First, following the killing of ‘Aqel Sror, the IDF Spokesperson himself stated that soldiers had fired at demonstrators with a Ruger rifle, “which is a means to disperse demonstrators that fires ammunition similar to live ammunition but at low intensity.”
Second, soldiers frequently use 0.22 bullets along with other crowd-dispersal means, such as tear gas and stun grenades. This conduct indicates that soldiers in the field and their commanders see 0.22 bullets as one of the means available to them for dispersing demonstrators.

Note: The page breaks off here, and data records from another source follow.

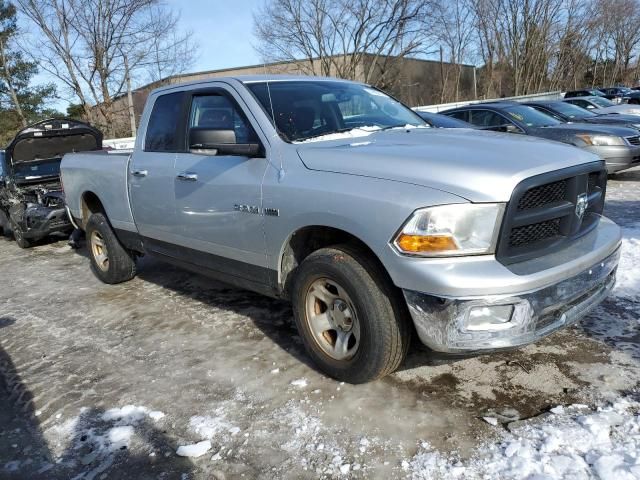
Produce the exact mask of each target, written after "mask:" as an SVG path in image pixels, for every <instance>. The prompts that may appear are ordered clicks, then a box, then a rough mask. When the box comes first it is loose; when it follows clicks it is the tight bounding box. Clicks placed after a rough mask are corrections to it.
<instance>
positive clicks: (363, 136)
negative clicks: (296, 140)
mask: <svg viewBox="0 0 640 480" xmlns="http://www.w3.org/2000/svg"><path fill="white" fill-rule="evenodd" d="M378 130H381V128H380V127H374V126H371V127H358V128H354V129H353V130H349V131H348V132H340V133H328V134H326V135H320V136H318V137H313V138H308V139H306V140H298V141H295V142H293V143H313V142H324V141H327V140H343V139H347V138H358V137H366V136H368V135H371V134H372V133H373V132H377V131H378Z"/></svg>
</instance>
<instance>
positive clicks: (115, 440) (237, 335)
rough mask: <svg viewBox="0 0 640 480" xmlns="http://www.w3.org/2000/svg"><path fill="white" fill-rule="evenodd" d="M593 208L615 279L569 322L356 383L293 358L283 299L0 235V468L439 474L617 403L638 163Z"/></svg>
mask: <svg viewBox="0 0 640 480" xmlns="http://www.w3.org/2000/svg"><path fill="white" fill-rule="evenodd" d="M606 213H607V215H608V216H610V217H612V218H613V219H614V220H616V221H617V222H619V223H620V224H621V225H622V226H623V227H624V231H625V244H624V248H625V254H624V255H623V263H622V265H621V268H620V274H619V286H618V287H617V290H616V291H615V295H614V296H612V297H611V298H610V299H608V300H607V301H606V302H605V303H604V304H603V305H602V306H601V307H600V308H598V309H597V310H596V311H594V312H593V313H592V314H591V315H590V316H589V317H588V318H586V319H585V320H583V321H582V322H581V323H580V324H579V325H578V326H576V327H574V328H571V329H567V330H564V331H561V332H558V333H556V334H554V335H552V336H551V337H549V338H547V339H545V340H543V341H541V342H539V343H537V344H535V345H531V346H528V347H526V348H523V349H521V350H517V351H513V352H508V353H500V354H494V355H486V356H481V357H474V358H465V359H446V358H434V357H432V356H430V355H429V354H427V353H424V352H421V351H419V350H418V349H416V348H414V349H413V350H412V352H411V353H410V354H409V357H408V358H407V360H406V362H405V363H404V365H403V366H402V367H401V369H400V370H399V371H398V372H397V373H395V374H394V375H391V376H389V377H387V378H385V379H383V380H381V381H378V382H375V383H371V384H368V385H361V386H351V385H344V384H341V383H338V382H335V381H333V380H330V379H327V378H325V377H324V376H322V375H321V374H320V373H318V372H317V371H316V370H315V369H314V368H313V366H312V365H310V364H309V362H308V360H307V358H306V357H305V355H304V352H303V349H302V344H301V341H300V339H299V337H298V336H297V335H296V332H295V329H294V327H293V325H292V318H291V309H290V307H289V306H288V305H287V304H286V303H283V302H279V301H275V300H271V299H268V298H264V297H261V296H258V295H255V294H252V293H250V292H246V291H242V290H237V289H232V288H229V287H227V286H225V285H222V284H219V283H216V282H213V281H211V280H209V279H206V278H202V277H198V276H196V275H193V274H190V273H187V272H184V271H181V270H178V269H175V268H173V267H170V266H167V265H165V264H162V263H160V262H157V261H155V260H152V259H147V258H145V259H143V260H142V261H141V262H140V266H139V275H138V277H137V278H136V279H134V280H133V281H131V282H128V283H126V284H121V285H116V286H108V285H104V284H101V283H100V282H99V281H98V280H97V279H96V278H95V277H94V276H93V275H92V274H91V272H90V270H89V265H88V263H89V262H88V260H87V258H86V251H85V250H84V249H81V250H79V251H77V252H74V251H72V250H70V249H69V248H68V247H67V246H66V243H65V242H64V241H58V242H52V243H48V244H43V245H40V246H37V247H35V248H32V249H30V250H21V249H19V248H18V247H17V246H16V245H15V244H14V243H13V242H8V241H2V240H0V278H1V279H2V282H1V285H2V288H0V405H2V408H0V478H3V479H24V478H30V479H38V478H43V479H44V478H46V479H57V478H61V479H63V478H64V479H66V478H77V479H94V478H96V479H106V478H109V479H112V478H136V479H147V478H154V479H155V478H162V479H172V478H177V479H192V478H193V479H196V478H197V479H231V478H264V479H271V478H287V479H289V478H291V479H294V478H295V479H299V478H318V477H326V478H384V479H387V478H405V477H412V476H413V477H415V478H438V472H440V474H442V475H443V476H444V477H446V476H447V475H451V471H450V470H446V469H445V470H443V468H444V467H443V465H448V464H450V463H451V462H452V461H450V460H447V459H451V458H455V459H456V460H455V461H456V462H465V461H471V459H473V458H476V457H477V456H478V453H479V452H480V450H479V449H480V448H481V446H482V445H489V444H491V443H492V442H493V443H496V442H500V441H501V439H503V438H504V435H505V434H506V432H508V431H509V432H513V431H518V428H520V429H523V428H530V426H531V425H534V424H535V422H540V421H541V420H540V419H541V418H546V417H547V416H548V415H549V413H548V412H549V410H550V409H551V408H552V407H555V406H557V405H571V404H582V405H584V406H586V408H594V407H597V406H600V405H604V404H605V403H607V402H615V401H617V402H619V401H620V398H633V397H634V396H635V395H636V391H637V387H638V380H639V379H640V335H639V334H638V318H639V317H640V315H639V313H638V312H639V311H640V298H639V297H638V293H637V292H638V288H637V287H638V285H639V284H640V278H638V277H640V274H638V273H637V268H638V266H640V263H637V260H638V258H640V257H639V256H638V250H639V249H638V247H640V169H636V170H633V171H631V172H627V173H623V174H619V175H617V176H615V177H612V178H611V179H610V181H609V192H608V200H607V207H606ZM634 262H635V269H636V270H634ZM629 401H632V400H629ZM624 405H628V404H627V403H625V404H624ZM581 408H585V407H581ZM616 408H617V407H616ZM620 408H622V407H620ZM625 408H627V407H625ZM627 410H628V409H627ZM556 411H557V409H556ZM616 411H617V410H616ZM484 418H488V419H490V421H487V420H485V419H484ZM563 418H564V417H563ZM493 419H496V420H493ZM493 423H496V425H493ZM509 435H511V433H509ZM626 435H628V433H626ZM496 444H497V443H496ZM179 447H183V448H181V449H180V451H181V453H186V454H188V455H190V456H187V457H183V456H178V455H177V453H176V452H177V450H178V449H179ZM425 451H429V452H437V455H438V457H437V462H440V463H439V464H438V468H439V470H437V469H436V470H433V471H431V470H429V468H431V467H429V464H433V461H432V458H431V457H425ZM196 454H201V455H200V456H197V457H194V456H193V455H196ZM443 459H444V460H443ZM430 462H431V463H430ZM425 465H426V466H425ZM432 466H433V465H432ZM461 468H462V467H461ZM477 468H478V472H480V473H479V474H481V473H482V472H481V470H482V468H481V467H477ZM427 471H429V472H432V474H431V475H426V474H425V472H427ZM443 472H444V473H443ZM639 472H640V470H639ZM461 478H475V477H473V476H472V475H471V474H469V475H468V476H467V477H465V476H464V475H463V477H461ZM494 478H495V477H494Z"/></svg>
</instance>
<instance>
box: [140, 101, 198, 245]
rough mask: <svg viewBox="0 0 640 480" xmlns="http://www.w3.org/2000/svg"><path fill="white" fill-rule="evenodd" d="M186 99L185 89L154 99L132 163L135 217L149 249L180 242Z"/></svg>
mask: <svg viewBox="0 0 640 480" xmlns="http://www.w3.org/2000/svg"><path fill="white" fill-rule="evenodd" d="M185 98H186V95H185V93H184V92H173V93H166V94H161V95H158V96H157V97H156V98H155V101H154V99H151V101H154V104H153V107H152V110H151V113H150V116H149V119H148V123H147V129H146V134H145V137H144V139H142V144H141V145H140V147H139V148H137V149H136V150H135V152H134V154H133V157H132V159H131V162H130V164H129V172H128V175H129V196H130V199H131V210H132V213H133V219H134V221H135V223H136V227H137V228H138V231H139V232H140V234H141V235H142V236H143V237H144V238H145V243H147V244H148V246H149V248H150V249H152V250H156V251H160V252H164V250H167V249H169V245H170V244H171V243H174V242H175V241H176V235H175V231H176V214H175V202H174V198H173V185H174V178H175V173H174V167H175V159H176V154H177V152H178V151H179V150H180V149H181V148H184V108H185V107H184V101H185ZM180 125H182V127H181V126H180Z"/></svg>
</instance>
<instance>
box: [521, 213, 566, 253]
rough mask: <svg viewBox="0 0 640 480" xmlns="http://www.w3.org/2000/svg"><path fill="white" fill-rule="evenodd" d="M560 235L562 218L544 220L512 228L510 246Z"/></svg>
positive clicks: (523, 243)
mask: <svg viewBox="0 0 640 480" xmlns="http://www.w3.org/2000/svg"><path fill="white" fill-rule="evenodd" d="M558 235H560V219H559V218H554V219H553V220H545V221H544V222H538V223H532V224H530V225H523V226H522V227H516V228H514V229H512V230H511V233H510V234H509V246H511V247H520V246H522V245H529V244H530V243H535V242H539V241H540V240H546V239H547V238H553V237H556V236H558Z"/></svg>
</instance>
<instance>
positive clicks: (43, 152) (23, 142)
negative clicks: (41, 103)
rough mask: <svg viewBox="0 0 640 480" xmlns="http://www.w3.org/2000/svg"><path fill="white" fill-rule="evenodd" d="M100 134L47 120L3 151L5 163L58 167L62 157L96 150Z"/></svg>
mask: <svg viewBox="0 0 640 480" xmlns="http://www.w3.org/2000/svg"><path fill="white" fill-rule="evenodd" d="M101 148H102V133H100V131H99V130H97V129H95V128H93V127H92V126H90V125H88V124H86V123H83V122H79V121H77V120H70V119H66V118H64V119H49V120H43V121H41V122H38V123H35V124H33V125H30V126H28V127H26V128H24V129H23V130H21V131H19V132H18V134H17V135H16V136H15V138H14V139H13V141H12V142H11V143H10V144H9V146H8V147H7V149H6V157H7V160H8V163H9V164H10V165H12V166H14V167H16V166H19V165H20V164H34V163H35V164H37V163H51V162H57V163H60V160H61V159H62V156H63V155H64V154H65V153H71V152H82V151H88V150H100V149H101Z"/></svg>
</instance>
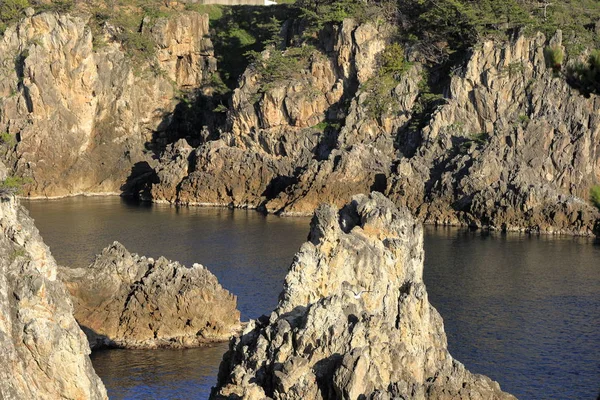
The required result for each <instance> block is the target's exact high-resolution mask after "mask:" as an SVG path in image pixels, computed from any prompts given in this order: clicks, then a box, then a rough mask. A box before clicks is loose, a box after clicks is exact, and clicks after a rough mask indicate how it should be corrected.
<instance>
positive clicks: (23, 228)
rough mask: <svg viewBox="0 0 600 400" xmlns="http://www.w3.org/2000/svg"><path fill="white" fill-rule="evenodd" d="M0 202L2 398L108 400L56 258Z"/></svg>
mask: <svg viewBox="0 0 600 400" xmlns="http://www.w3.org/2000/svg"><path fill="white" fill-rule="evenodd" d="M6 172H7V171H6V168H5V167H4V165H2V163H0V180H1V179H4V178H5V177H6ZM1 197H2V198H1V199H0V363H1V364H2V368H0V398H2V399H6V400H9V399H106V398H107V396H106V390H105V389H104V385H103V384H102V382H101V381H100V378H98V376H97V375H96V373H95V372H94V369H93V367H92V363H91V362H90V359H89V357H88V355H89V353H90V348H89V346H88V343H87V341H86V339H85V335H84V334H83V332H82V331H81V329H79V326H78V325H77V322H76V321H75V318H73V307H72V304H71V301H70V300H69V296H68V293H67V291H66V290H65V288H64V285H63V284H62V283H61V282H60V281H59V280H58V279H57V277H56V269H57V267H56V261H55V260H54V257H52V254H50V250H49V249H48V246H46V245H45V244H44V242H43V241H42V238H41V237H40V234H39V232H38V230H37V229H36V228H35V226H34V224H33V220H32V219H31V218H30V217H29V215H28V213H27V210H25V209H24V208H23V207H22V206H21V205H20V204H19V202H18V200H16V199H15V198H14V197H11V196H4V195H2V196H1Z"/></svg>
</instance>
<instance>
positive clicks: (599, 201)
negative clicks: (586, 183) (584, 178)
mask: <svg viewBox="0 0 600 400" xmlns="http://www.w3.org/2000/svg"><path fill="white" fill-rule="evenodd" d="M590 201H591V202H592V204H593V205H594V206H595V207H596V208H597V209H598V210H600V185H595V186H592V188H591V189H590Z"/></svg>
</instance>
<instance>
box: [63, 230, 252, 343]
mask: <svg viewBox="0 0 600 400" xmlns="http://www.w3.org/2000/svg"><path fill="white" fill-rule="evenodd" d="M60 274H61V278H62V279H63V280H64V281H65V284H66V286H67V288H68V290H69V292H70V293H71V297H72V299H73V303H74V306H75V318H76V319H77V322H79V324H80V325H81V326H82V328H83V330H84V331H85V332H86V334H87V335H88V339H89V341H90V346H91V347H92V348H99V347H121V348H157V347H174V348H180V347H196V346H200V345H203V344H207V343H211V342H217V341H225V340H228V339H229V338H230V337H231V335H232V334H234V333H235V332H236V331H237V330H238V329H240V313H239V311H237V309H236V302H237V298H236V297H235V296H234V295H232V294H231V293H229V292H228V291H227V290H225V289H223V288H222V287H221V285H220V284H219V283H218V281H217V278H216V277H215V276H214V275H213V274H212V273H210V272H209V271H208V270H207V269H205V268H204V267H203V266H202V265H200V264H194V265H193V266H192V267H191V268H187V267H185V266H183V265H181V264H179V263H177V262H172V261H169V260H167V259H165V258H164V257H161V258H159V259H158V260H154V259H152V258H146V257H140V256H138V255H137V254H131V253H129V252H128V251H127V249H126V248H125V247H124V246H123V245H122V244H120V243H118V242H114V243H113V244H112V245H110V246H109V247H107V248H105V249H104V250H103V251H102V253H101V254H100V255H98V256H97V257H96V260H95V261H94V262H93V263H92V264H91V265H90V266H89V267H87V268H77V269H71V268H61V269H60Z"/></svg>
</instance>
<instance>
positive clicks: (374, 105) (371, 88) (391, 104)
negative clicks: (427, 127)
mask: <svg viewBox="0 0 600 400" xmlns="http://www.w3.org/2000/svg"><path fill="white" fill-rule="evenodd" d="M410 66H411V64H410V63H409V62H407V61H406V58H405V56H404V49H403V48H402V46H401V45H400V44H398V43H392V44H390V45H389V46H387V47H386V49H385V50H384V51H383V53H382V54H381V57H380V66H379V69H378V71H377V74H376V75H375V76H374V77H372V78H371V79H369V81H367V83H366V84H365V85H364V87H363V90H364V91H365V92H367V93H368V96H367V98H366V100H365V106H366V108H367V111H368V115H369V116H370V117H371V118H379V117H380V116H381V115H382V114H385V113H387V112H389V111H390V110H391V109H394V108H397V107H395V106H396V104H397V102H398V96H396V95H394V89H395V88H396V86H398V84H399V83H400V77H401V76H402V74H403V73H404V72H406V71H407V70H408V69H409V68H410Z"/></svg>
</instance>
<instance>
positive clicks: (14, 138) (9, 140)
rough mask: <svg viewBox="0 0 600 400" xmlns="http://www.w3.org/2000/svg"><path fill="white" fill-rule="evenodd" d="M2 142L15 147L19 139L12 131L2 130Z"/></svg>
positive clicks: (1, 137)
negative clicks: (17, 138)
mask: <svg viewBox="0 0 600 400" xmlns="http://www.w3.org/2000/svg"><path fill="white" fill-rule="evenodd" d="M0 144H3V145H5V146H8V147H13V146H14V145H15V144H17V140H16V139H15V137H14V136H13V135H11V134H10V133H8V132H2V133H0Z"/></svg>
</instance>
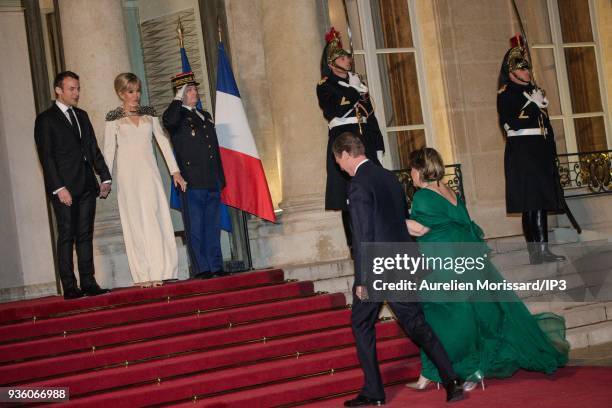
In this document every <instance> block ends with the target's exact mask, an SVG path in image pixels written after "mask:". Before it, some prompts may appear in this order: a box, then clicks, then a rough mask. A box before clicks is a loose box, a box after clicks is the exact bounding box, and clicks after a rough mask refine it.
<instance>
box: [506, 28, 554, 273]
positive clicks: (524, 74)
mask: <svg viewBox="0 0 612 408" xmlns="http://www.w3.org/2000/svg"><path fill="white" fill-rule="evenodd" d="M525 54H526V49H525V48H524V46H523V44H522V39H521V37H519V36H516V37H514V38H513V41H512V48H510V50H508V51H507V52H506V55H505V56H504V60H503V63H502V67H501V71H500V77H499V82H500V88H499V90H498V95H497V112H498V114H499V123H500V126H501V127H502V128H503V129H504V131H505V134H506V136H507V137H506V150H505V154H504V167H505V176H506V211H507V212H508V213H522V217H523V233H524V235H525V240H526V241H527V243H528V249H529V259H530V262H531V263H532V264H538V263H542V262H554V261H560V260H564V259H565V257H563V256H560V255H555V254H554V253H552V252H551V251H550V249H549V248H548V245H547V243H548V224H547V213H548V212H557V211H562V210H563V201H562V200H563V196H562V194H563V192H562V191H561V189H560V185H559V180H558V177H559V174H558V170H557V166H556V158H557V148H556V145H555V135H554V133H553V129H552V126H551V124H550V119H549V118H548V111H547V107H548V99H547V98H546V96H545V95H544V91H543V90H542V89H540V88H538V87H536V86H535V85H534V84H533V81H532V77H531V72H530V68H531V66H530V63H529V61H528V60H527V58H526V55H525Z"/></svg>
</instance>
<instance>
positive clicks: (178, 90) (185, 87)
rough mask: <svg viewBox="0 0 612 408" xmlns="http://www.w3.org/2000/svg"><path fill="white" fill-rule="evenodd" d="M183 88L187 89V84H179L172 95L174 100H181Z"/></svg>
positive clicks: (183, 88) (184, 88) (182, 99)
mask: <svg viewBox="0 0 612 408" xmlns="http://www.w3.org/2000/svg"><path fill="white" fill-rule="evenodd" d="M185 89H187V84H185V85H183V86H181V87H180V88H179V89H178V90H177V91H176V95H174V100H175V101H182V100H183V96H184V95H185Z"/></svg>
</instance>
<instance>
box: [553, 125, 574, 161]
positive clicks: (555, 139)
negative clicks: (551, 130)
mask: <svg viewBox="0 0 612 408" xmlns="http://www.w3.org/2000/svg"><path fill="white" fill-rule="evenodd" d="M550 124H551V125H552V127H553V132H555V142H556V144H557V154H563V153H567V147H566V144H565V129H564V128H563V120H562V119H557V120H551V121H550ZM572 153H573V152H572Z"/></svg>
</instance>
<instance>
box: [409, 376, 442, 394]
mask: <svg viewBox="0 0 612 408" xmlns="http://www.w3.org/2000/svg"><path fill="white" fill-rule="evenodd" d="M430 383H431V380H429V379H427V378H425V377H423V375H422V374H421V375H419V379H418V380H416V382H412V383H408V384H406V387H408V388H412V389H413V390H419V391H422V390H424V389H425V388H427V386H428V385H429V384H430ZM436 385H437V386H438V389H440V383H436Z"/></svg>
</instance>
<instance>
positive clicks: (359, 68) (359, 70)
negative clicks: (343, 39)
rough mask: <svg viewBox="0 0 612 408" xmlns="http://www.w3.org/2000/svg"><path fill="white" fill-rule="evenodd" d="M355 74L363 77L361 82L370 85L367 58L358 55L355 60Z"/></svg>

Third, soldiers often do not have any weapon suited to shooting rubber-coated metal bullets, which are intended for crowd dispersal. Rather, they only have 0.22 bullets. This situation is reflected in the number of demonstrators wounded by these bullets in Ni’lin: since the army renewed use of these bullets, at least 28 demonstrators have been injured.
Fourth, analysis of the repeated use of 0.22 bullets in demonstrations in Ni’lin clearly demonstrates that, in the vast majority of cases, neither soldiers nor other persons were in life-threatening situations, which is the only case in which it is permitted to use live ammunition.
In its letters to the Judge Advocate General, B’Tselem noted that treating 0.22 bullets as a means for dispersing demonstrators has led security forces to see this ammunition as non-lethal and harmless, whose use does not have be restricted. Accordingly, forces have increased use of it and have begun to fire it in non-life-threatening situations.
This incorrect perception is especially dangerous because soldiers are almost never held accountable for illegal use of weapons. The lack of accountability results from the Judge Advocate General’s Office’s policy of not opening Military Police investigations in cases in which Palestinians are killed or wounded, except in rare circumstances in which the operational investigation, made by the same soldiers who caused the injury, raises a suspicion of criminal conduct. This policy has led to very few investigations, and consequently grants impunity to soldiers who breach the law.
B’Tselem demands that the army immediately cease use of 0.22 ammunition in circumstances that are not life-threatening, and that measures be taken against members of the security forces who have opened fire in breach of the regulations, causing death or injury to civilians.